3. per ogni sottoprodotto si deve riportare:

  • l’attività produttiva (classificata con codice ATECO) che genera il sottoprodotto o nella quale il sottoprodotto è impiegato;
  • il nome commerciale del sottoprodotto (il sistema consente di verificare i nomi dei sottoprodotti che altri utenti hanno inserito, associandoli alla medesima attività di provenienza o riutilizzo. Non esiste una codifica standard);
  • descrizione del sottoprodotto.

L’impresa può anche allegare eventuali documenti (p.es. certificazioni).

 

Manuale per l'iscrizione all'Elenco dei Produttori e Utilizzatori di Sottoprodotti
 

 

Vidimazione delle schede tecniche

 

Qualora l’operatore scelga di avvalersi delle schede tecniche (articolo 5, comma 6 del Decreto 264/2016) come strumento probatorio ai fini della caratterizzazione dei sottoprodotti, queste devono essere vidimate presso il Registro delle Imprese della Camera di Commercio competente per territorio.
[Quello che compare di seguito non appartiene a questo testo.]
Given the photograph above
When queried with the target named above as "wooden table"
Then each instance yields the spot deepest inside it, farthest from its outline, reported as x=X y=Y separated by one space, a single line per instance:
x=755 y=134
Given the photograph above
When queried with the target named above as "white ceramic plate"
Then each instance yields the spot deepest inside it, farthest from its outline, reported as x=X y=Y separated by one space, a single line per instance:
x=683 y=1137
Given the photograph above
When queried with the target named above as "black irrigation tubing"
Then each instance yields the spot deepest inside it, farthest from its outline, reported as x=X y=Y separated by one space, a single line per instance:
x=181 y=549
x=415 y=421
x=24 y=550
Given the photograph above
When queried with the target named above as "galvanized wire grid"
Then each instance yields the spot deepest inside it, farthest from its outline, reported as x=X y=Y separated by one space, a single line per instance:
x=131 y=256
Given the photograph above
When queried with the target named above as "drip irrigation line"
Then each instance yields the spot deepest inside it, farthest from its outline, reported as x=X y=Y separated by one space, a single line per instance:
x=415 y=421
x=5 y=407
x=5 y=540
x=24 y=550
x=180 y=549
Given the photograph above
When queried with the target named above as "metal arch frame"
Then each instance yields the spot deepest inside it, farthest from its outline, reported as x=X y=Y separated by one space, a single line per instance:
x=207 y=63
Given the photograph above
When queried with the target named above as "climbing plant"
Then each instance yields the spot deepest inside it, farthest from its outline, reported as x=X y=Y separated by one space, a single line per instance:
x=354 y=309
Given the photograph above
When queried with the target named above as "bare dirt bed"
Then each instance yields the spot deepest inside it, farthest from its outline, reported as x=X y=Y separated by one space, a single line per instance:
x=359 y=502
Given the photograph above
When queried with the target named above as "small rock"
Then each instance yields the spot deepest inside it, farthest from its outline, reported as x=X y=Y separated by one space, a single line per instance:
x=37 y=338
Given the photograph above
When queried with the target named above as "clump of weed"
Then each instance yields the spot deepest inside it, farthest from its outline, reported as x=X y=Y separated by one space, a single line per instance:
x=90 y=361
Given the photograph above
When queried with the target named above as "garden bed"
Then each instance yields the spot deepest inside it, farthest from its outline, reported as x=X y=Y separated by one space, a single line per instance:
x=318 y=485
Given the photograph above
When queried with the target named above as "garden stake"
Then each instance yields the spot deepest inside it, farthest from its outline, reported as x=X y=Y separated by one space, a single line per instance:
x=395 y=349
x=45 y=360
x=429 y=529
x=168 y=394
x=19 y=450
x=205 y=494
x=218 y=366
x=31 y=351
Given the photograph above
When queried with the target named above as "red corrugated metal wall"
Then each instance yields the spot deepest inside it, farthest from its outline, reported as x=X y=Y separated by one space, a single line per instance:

Per vidimazioni di competenza della Camera di Commercio di Asti rivolgersi al Registro delle Imprese – Tel. 0141 535105).

 

Le schede tecniche presentate alla vidimazione devono contenere i soli dati anagrafici dell’impresa ed i riferimenti dell’impianto di produzione, limitatamente alle informazioni su indirizzo, autorizzazione/ente rilasciante, data di rilascio dell’autorizzazione.